While that minimalism gives the base game its foreboding atmosphere, it also helps sustain the creation tools packaged with the game. Simple geometry and colors both limit and free would-be level designers – a green cone above a brown cylinder forms a tree, a few white bars convey a ramshackle picket fence, and a brown barrier that falls down as players draw close becomes a drawbridge.  Object creation is hardly user-friendly, but it is powerful, opting to give players the opportunity to trigger events, set player float height, background colors and more.

But perhaps most surprising is the game’s ability to mask a really relaxing experience. Where Spelunky‘s daily challenges offer only one life and constant stress, the fact that Race The Sun‘s scoreboards and worlds reset every day devalues competition. Where Super Hexagon‘s bobbing and weaving carries omnipresent danger, Race The Sun‘s slalom between obstacles feels freeing and joyful. For all the high speed escapes, I find it’s very much a zen game, designed to empty your head of distractions rather than fill it.

 – Chris Franklin, Errant Signal

TombRaider

Tomb Raider

When Tomb Raider came out in early 2013, I remember proclaiming to people how there’s no way the game was on any kind of budget. Playing the franchise reboot was like playing something that really shouldn’t be able to exist yet. Sure enough, recent reports from Square Enix are now saying that despite being one of the best selling games of the year, Tomb Raider didn’t even break even with costs. A management nightmare perhaps, but hey, not my problem.

The game just doesn’t stop. It breaks the familiar pattern we’ve been getting where set pieces and scripted sequences are the high points in between mechanical filler. Developers don’t have the resources to give you their best for 8 hours straight. A Dead Space game will have 30 minutes of masterfully scripted terror as its introduction, and then it’s a duck shooter. Uncharted 2 will have some kickass sequence on an exploding train and then it goes back to shooting pincushions and climbing lamp posts. That’s the reality of the HD era.

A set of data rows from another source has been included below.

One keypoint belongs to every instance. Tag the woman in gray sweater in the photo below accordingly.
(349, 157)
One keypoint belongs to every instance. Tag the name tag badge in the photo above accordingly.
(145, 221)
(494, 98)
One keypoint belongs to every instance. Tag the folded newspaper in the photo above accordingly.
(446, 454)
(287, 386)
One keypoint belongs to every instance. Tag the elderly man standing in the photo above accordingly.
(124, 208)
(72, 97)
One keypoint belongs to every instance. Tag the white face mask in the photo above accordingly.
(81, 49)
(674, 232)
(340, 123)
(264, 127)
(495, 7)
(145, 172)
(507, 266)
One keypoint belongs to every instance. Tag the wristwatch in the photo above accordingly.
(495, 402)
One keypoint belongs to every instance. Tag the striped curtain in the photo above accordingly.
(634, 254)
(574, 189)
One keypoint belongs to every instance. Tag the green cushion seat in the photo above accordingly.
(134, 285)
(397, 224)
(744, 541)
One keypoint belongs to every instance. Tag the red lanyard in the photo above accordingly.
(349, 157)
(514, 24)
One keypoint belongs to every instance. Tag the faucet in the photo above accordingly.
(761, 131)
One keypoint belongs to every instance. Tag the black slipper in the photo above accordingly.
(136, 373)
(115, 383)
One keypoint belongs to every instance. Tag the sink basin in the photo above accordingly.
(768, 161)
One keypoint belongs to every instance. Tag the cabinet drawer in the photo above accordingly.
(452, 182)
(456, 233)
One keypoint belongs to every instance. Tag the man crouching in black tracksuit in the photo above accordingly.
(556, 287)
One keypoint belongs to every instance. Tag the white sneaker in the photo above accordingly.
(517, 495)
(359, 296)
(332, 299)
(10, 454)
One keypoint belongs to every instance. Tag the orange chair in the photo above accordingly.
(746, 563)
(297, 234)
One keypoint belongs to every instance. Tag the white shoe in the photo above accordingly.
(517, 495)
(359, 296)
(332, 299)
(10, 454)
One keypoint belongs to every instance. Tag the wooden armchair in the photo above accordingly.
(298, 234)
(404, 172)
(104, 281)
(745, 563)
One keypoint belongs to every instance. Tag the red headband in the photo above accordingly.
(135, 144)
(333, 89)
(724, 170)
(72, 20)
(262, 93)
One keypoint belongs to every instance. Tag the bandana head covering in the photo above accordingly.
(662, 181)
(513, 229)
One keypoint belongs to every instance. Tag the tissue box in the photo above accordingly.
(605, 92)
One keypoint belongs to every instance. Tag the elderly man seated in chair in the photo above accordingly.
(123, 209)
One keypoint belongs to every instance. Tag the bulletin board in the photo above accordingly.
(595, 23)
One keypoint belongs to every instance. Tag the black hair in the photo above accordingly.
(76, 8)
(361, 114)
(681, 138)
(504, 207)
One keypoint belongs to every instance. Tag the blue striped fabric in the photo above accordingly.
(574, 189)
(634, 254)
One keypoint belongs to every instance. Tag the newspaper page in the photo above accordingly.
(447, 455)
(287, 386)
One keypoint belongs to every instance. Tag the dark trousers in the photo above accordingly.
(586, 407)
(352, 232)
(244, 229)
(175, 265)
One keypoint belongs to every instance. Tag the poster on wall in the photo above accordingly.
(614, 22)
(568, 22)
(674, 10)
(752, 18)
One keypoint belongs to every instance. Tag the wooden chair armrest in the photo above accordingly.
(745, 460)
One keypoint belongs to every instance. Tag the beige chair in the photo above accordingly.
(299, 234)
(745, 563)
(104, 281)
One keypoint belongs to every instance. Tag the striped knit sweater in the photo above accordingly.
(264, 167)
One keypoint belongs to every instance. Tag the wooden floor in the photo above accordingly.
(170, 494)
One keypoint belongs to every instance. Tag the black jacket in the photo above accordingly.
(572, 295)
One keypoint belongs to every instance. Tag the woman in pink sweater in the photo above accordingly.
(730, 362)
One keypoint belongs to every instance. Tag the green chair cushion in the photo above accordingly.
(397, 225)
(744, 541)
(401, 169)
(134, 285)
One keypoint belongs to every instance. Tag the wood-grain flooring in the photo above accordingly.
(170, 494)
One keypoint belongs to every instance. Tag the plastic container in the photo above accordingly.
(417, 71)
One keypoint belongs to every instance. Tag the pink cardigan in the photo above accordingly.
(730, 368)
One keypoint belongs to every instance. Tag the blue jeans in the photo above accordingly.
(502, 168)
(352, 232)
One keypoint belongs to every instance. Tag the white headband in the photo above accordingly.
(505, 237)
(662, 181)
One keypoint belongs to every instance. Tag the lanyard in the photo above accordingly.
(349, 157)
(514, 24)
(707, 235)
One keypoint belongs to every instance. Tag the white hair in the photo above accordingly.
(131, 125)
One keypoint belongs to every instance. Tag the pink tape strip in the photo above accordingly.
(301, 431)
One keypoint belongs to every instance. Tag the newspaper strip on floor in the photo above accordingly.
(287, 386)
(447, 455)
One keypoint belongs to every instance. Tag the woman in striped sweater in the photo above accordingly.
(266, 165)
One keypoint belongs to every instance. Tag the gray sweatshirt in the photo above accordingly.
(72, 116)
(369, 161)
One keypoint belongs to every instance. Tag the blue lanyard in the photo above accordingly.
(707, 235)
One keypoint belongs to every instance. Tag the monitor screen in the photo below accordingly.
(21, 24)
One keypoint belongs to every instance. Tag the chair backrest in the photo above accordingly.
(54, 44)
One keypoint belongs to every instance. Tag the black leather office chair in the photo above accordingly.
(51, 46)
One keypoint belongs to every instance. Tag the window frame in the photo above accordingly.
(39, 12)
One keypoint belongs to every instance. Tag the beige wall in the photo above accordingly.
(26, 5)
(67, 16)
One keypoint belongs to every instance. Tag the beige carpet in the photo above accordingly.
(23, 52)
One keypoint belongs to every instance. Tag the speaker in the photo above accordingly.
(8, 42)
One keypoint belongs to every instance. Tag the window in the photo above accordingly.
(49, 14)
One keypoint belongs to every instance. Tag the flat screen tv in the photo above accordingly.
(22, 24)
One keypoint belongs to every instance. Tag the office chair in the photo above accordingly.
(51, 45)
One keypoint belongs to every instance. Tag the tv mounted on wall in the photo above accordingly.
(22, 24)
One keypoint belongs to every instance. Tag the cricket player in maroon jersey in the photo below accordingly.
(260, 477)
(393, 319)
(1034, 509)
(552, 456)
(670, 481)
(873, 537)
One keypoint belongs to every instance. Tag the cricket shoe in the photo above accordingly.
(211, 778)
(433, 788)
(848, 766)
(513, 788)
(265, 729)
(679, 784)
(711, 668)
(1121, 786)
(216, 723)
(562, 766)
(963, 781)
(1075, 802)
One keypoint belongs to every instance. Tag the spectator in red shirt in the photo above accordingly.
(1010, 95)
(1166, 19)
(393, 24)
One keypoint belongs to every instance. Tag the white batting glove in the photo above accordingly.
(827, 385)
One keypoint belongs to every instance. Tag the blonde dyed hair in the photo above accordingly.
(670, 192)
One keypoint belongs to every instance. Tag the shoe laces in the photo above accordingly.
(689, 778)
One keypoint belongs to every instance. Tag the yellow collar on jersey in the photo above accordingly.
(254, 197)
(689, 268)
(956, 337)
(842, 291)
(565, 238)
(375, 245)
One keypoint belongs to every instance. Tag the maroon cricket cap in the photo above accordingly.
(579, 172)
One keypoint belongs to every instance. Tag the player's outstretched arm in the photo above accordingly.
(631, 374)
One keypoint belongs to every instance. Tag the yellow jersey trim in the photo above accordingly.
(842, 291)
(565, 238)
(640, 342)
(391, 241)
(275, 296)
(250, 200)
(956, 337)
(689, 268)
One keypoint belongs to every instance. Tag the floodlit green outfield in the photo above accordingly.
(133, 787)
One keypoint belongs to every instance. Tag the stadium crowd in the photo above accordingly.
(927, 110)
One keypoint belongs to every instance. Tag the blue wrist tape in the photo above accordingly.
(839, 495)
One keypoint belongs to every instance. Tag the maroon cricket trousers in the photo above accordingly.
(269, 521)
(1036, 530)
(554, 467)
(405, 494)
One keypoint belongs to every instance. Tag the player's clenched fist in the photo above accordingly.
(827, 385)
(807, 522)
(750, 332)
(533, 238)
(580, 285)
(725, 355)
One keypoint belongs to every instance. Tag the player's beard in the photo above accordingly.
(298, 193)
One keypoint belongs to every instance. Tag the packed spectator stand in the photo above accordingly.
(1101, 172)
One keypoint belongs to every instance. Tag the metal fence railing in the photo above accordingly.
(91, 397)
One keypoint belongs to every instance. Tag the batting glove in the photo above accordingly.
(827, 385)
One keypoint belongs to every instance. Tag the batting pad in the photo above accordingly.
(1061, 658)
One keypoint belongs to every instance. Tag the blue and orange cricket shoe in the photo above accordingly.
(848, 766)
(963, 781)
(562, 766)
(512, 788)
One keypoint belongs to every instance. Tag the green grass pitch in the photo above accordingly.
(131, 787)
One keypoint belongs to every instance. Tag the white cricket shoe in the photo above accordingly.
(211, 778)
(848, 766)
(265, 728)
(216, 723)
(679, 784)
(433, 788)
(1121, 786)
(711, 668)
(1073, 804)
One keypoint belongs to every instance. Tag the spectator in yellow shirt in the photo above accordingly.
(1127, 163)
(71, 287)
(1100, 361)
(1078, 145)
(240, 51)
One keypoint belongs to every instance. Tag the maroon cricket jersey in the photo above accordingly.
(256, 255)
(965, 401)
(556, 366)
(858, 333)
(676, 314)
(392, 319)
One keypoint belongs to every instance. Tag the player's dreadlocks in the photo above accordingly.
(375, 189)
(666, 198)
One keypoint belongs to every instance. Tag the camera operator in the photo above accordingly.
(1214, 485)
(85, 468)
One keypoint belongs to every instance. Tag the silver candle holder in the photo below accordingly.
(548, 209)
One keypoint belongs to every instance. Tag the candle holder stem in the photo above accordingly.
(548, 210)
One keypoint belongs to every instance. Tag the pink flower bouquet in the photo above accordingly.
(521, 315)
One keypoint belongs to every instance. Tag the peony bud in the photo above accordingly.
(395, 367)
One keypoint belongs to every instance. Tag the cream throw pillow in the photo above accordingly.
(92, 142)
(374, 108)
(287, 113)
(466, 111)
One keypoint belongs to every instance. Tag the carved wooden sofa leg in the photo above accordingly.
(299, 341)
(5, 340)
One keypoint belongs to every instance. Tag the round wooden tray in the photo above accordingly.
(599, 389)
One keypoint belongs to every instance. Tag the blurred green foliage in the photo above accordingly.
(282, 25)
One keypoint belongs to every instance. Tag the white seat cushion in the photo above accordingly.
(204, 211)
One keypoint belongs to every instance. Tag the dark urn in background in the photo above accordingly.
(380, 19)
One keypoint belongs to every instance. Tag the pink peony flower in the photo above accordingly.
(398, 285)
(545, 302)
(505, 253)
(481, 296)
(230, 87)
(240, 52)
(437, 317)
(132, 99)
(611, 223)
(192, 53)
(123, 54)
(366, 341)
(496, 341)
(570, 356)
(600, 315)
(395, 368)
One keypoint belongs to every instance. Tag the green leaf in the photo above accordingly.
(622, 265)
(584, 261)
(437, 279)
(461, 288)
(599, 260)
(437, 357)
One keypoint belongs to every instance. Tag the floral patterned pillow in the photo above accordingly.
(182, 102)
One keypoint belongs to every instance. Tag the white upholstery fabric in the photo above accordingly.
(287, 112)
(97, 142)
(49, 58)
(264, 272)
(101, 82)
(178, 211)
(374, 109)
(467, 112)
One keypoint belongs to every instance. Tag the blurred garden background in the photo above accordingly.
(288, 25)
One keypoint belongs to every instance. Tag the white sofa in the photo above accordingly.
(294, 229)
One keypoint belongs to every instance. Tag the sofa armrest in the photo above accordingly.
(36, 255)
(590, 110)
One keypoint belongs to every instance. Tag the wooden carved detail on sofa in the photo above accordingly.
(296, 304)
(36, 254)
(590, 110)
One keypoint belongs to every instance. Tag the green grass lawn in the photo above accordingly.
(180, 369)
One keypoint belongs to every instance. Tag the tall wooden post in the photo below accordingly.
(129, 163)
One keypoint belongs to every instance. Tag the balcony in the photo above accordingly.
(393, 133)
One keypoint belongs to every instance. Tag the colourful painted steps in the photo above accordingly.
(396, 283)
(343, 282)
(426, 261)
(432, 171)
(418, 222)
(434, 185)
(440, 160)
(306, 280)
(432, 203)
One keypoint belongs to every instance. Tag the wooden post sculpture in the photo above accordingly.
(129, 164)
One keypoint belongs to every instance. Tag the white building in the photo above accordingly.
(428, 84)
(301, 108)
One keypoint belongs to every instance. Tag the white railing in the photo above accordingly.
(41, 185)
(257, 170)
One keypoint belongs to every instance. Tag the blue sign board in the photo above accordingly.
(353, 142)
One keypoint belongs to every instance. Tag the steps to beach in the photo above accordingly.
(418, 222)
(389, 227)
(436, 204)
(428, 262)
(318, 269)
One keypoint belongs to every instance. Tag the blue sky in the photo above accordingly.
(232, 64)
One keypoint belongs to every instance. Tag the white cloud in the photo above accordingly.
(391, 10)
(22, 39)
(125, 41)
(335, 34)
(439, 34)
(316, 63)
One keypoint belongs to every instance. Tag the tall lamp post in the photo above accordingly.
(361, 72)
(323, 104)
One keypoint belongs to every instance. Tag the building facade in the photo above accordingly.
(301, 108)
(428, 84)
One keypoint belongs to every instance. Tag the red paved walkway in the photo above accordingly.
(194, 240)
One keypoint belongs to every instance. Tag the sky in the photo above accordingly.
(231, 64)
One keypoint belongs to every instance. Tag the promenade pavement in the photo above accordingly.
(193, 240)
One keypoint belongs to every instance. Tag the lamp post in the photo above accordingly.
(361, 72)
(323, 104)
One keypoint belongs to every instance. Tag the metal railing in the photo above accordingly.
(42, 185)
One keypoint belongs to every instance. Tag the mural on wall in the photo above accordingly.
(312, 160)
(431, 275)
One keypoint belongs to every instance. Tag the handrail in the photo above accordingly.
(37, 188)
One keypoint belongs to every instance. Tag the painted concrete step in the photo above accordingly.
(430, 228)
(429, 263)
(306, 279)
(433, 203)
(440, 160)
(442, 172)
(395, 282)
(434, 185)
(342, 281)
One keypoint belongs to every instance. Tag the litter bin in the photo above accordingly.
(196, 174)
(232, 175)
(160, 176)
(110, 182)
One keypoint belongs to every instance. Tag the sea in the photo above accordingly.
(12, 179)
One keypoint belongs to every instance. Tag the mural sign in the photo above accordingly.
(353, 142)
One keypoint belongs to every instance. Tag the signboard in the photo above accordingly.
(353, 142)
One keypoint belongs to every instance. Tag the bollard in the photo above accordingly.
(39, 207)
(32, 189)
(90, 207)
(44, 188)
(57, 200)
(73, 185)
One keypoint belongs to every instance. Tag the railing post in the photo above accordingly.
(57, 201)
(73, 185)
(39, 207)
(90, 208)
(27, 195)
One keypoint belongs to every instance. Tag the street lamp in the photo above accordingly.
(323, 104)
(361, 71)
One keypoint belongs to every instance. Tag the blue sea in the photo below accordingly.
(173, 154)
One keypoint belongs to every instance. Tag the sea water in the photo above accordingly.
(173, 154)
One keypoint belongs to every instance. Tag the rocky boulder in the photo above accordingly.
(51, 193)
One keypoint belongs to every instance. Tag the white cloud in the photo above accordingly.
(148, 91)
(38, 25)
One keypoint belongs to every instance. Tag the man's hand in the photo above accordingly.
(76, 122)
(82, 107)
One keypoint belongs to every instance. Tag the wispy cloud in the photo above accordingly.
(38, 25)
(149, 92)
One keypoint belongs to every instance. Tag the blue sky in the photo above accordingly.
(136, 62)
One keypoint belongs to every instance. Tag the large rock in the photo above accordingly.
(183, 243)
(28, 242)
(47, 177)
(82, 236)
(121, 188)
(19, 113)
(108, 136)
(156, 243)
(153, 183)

But Tomb Raider does not do this. It devours money.  If you’re not fending off wolves with your foot in a bear trap, you’re racing down river rapids with a shotgun. If you’re not tripping over dynamite and swinging pick axes into cultists, you’re covered in blood and creeping through a cave of cannibals. You’re going full Green Beret and arrowing guards in the throat, zip lining down from a 200 ft radio tower and blasting your way out of a burning Edo era castle with a grenade launcher. And the filler? Well look, here’s a huge, creatively assembled environment with death defying heights and new toys to platform with. Sheer, unending entertainment. That’s the filler.

 – Zachary Brictson

Tearaway

Tearaway

Tearaway is made with love. That is the best way to describe it. Every single bit of it is designed and crafted with so much love and attention it is impossible to not be charmed when playing the game.

Given a unique papercraft aesthetic, you play as a letter, trying to deliver your message to yourself, the actual you, the player. The game utilizes every single piece of the Vita to show off just what exactly the system can do, but each piece is used so often and feels so integral, the game doesn’t feel like a gimmick sideshow or some tech demo. You use the rear touchpad to make your finger burst through the floor to beat enemies and obstacles, tilt the Vita to move objects, open presents and paths by unfolding them on your main touchscreen and most uniquely, the game uses both cameras in a multitude of ways, from simply showing player’s faces in the sun or letting you pick a pattern for one of the many papercraft creations in the world. There is such a variety of things to do, and ways to do those things, the game manages to stay entertaining all the way from start to finish.

Tearaway is an absolute joy, absolutely oozing charm and is absolutely the best argument to pick up a Playstation Vita.